None of Gandhi’s companions took up a deep study into the relation between the cotton plant and the spinning process with the fervour and focus of a Ramakrishna or the analytical skills of a Shambu Prasad, another member of our group. None of Gandhi’s contemporaries took his proposition seriously of a science that would not deny but would include the spiritual and aesthetic, a science based on advaita that would treat the other as part of the self. This science would not reject rationality but consider it an instrument to test the validity of belief. ‘Faith is a function of the heart and has to be enforced by reason… the more intense one’s faith is, the more it whets one’s reason’, said Gandhi.

It was the Adilabad conversations that led to the germination of the Malkha idea – of a way of spinning cotton yarn that would respect the cotton fibre, that would acknowledge the influences of soil, weather, nature and human culture on the material and on the process, that would carry the diversity of Indian cotton plants all the way into the woven cloth, so that India would regain its millennia-old capability to make hundreds of different varieties of fabrics. We were convinced that the ability to produce a diversity of cotton fabrics with low cost infrastructure in a low energy process on a gigantic scale was the genius of the Indian civilization, and that this needed to be affirmed by a compatible spinning technology.

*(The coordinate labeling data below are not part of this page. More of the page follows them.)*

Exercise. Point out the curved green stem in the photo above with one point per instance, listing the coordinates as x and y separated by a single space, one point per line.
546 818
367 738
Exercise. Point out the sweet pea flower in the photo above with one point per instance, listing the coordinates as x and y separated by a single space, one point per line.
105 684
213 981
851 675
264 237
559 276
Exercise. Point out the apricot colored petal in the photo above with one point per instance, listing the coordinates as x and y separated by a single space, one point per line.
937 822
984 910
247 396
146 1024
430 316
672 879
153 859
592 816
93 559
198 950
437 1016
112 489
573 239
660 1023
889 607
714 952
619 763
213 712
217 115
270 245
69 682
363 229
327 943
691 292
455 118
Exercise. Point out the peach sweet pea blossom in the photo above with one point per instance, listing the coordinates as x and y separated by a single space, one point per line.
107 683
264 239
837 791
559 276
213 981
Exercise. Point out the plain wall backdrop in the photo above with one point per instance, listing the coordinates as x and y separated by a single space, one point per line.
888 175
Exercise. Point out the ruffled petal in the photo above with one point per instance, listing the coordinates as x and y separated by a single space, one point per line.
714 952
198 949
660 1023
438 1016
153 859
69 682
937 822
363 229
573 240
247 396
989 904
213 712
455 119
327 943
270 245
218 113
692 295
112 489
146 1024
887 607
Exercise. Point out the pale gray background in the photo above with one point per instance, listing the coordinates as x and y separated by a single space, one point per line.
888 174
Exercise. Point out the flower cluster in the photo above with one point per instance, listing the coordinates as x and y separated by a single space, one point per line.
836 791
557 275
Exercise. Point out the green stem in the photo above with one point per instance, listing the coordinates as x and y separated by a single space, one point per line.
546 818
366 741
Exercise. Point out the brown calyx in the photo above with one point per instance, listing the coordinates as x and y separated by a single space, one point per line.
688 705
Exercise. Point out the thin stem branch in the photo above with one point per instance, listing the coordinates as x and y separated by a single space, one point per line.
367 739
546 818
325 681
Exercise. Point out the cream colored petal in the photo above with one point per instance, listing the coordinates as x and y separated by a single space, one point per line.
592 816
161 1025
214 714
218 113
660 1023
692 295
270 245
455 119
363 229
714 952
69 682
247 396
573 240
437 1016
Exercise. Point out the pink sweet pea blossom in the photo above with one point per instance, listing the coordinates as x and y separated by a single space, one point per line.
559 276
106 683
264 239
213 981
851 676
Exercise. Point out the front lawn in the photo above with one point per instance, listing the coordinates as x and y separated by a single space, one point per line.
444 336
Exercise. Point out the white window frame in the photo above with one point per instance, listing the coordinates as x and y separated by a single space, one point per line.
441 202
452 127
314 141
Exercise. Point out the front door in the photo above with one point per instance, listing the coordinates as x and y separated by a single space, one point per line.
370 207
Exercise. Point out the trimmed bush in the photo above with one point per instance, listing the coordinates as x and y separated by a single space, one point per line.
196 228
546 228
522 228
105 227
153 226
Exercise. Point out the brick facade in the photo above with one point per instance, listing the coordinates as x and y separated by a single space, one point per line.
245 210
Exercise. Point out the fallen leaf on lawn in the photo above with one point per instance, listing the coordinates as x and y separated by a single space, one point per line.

What of the cotton farmer? Indian agriculture is a vast patchwork of small farms, spread over a diverse countryside that varies in climate, soils and access to water. The farm, the farmer, the way cotton is grown and the way it is treated, are integral parts of a way of life which is essentially small-scale and diverse in nature. Small-scale farming partners small-scale production. The introduction of spinning machinery designed to suit mass production is an anomaly. The farmer suffers by being forced to grow cotton for this machinery, a single variety that has taken over the cotton fields of India, that needs irrigation and attracts pests, that can’t stand up to the floods and droughts that are endemic to the Indian climate. The hand weaver gets only the one kind of yarn the machines can make, losing the diversity of yarn that underpins regional specialization of fabrics. We have become dependent on a technology that calls the shots, that dominates both farmer and weaver.

Small-scale production is a way to a sympathetic industrialization that does not see differences as divergences from an imposed norm. India can be a pioneer in making cloth without generating greenhouse gases, it can take its own path to modernity, it need not join the anthropocene route to oblivion. All it needs is for us to make spinning machinery to suit the range of cotton plants that India can grow. With that we can again clothe ‘everyone from the Cape of Good Hope to China, man and woman’, as we did four hundred years ago.

We can do it, we can make machines with soul, that will restore the poetry of diversity to Indian cotton fabrics.